データ復旧センターの様子
バッファロー東京支社(中央区新川)のデータ復旧センターを見学する機会も設けられた。東京支社と同様の施設が、名古屋(大須)と大阪(新大阪)の支社にもあり、関東以北は東京支社、中部地方が名古屋支社、関西以西は大阪支社で受け付ける。各支社で対応するのは、HDDの場合は論理障害の中度と軽度、物理障害の軽度までで、重度のものはアドバンスデザインに送られて復旧を試みる。
データ復旧現場は、バッファロー社屋の一室を部外者の立ち入り禁止として使用。着荷した製品は、(1)受付、(2)製品解体、(3)初期診断、(4)クローニング、(5)データスキャン・抽出、(6)データ復旧の順で処理して、最後にユーザーへと発送する。
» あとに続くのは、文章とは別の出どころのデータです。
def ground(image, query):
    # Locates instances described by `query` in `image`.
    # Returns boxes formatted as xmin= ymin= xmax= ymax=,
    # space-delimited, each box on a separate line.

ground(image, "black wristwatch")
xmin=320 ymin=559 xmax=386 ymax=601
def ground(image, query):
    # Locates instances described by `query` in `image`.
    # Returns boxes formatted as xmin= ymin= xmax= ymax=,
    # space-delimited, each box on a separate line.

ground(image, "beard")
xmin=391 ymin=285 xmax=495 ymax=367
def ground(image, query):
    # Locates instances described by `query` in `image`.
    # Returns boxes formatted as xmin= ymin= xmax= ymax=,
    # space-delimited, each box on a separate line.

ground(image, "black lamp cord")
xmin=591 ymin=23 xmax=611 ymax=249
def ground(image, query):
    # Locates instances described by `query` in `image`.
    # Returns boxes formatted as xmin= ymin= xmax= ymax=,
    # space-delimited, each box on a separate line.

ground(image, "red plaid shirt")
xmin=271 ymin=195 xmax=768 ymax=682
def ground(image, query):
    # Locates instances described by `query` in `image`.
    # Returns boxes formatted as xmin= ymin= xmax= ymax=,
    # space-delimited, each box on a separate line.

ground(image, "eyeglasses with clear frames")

復旧に要する時間は1~3営業日とのことだ。
基本的には流れ作業で、受付は着荷したストレージを確認して、1つ1つに管理番号を付与していく。続く製品解体では、筐体内部のHDDなどを取り出す。ここではHDDの円盤(プラッタ)までむき出しにはしない。バーコードシールを貼って管理する。
解体したHDDは、初期診断で物理障害か論理障害かを見極め、支社で対応できるかどうかを判断。可能であればデータをバックアップ(クローニング)する。データ復旧の目的はハードウェアの修理ではなく、あくまでデータを取り戻すことなので、クローニングができれば以降の作業はそれを利用し、壊れたHDDは極力動かさずに作業するのだ。
軽度な論理障害など、支社で対応できる場合は、データをスキャンして抽出し、データ復旧を試みる。あらかじめユーザーには修復に際して重視するデータを確認しており、そのデータから最優先で抽出する。無事にデータを抽出できた場合、データを復旧用のHDDに保存してユーザーに届けられる仕組みだ。
ハードウェアには耐久年数があり、HDDも一生使えるものではない。データが破損したときにデータ復旧サービスが利用できるのは心強いが、バッファローのサービスとて100%の復旧を保証するものではない。むしろ、冒頭で紹介した業界平均の約8割という復旧成功率は大きく変わらないだろう。
データ復旧にコストをかけるよりは、バックアップを取り、3~4年をめどにHDDを買い替えることが、より賢いストレージ運用といえる。とはいえ、長く使っていれば不慮の事故や操作ミスはつきものでもある。万が一のときのため、頭の隅に入れておきたいサービスだ。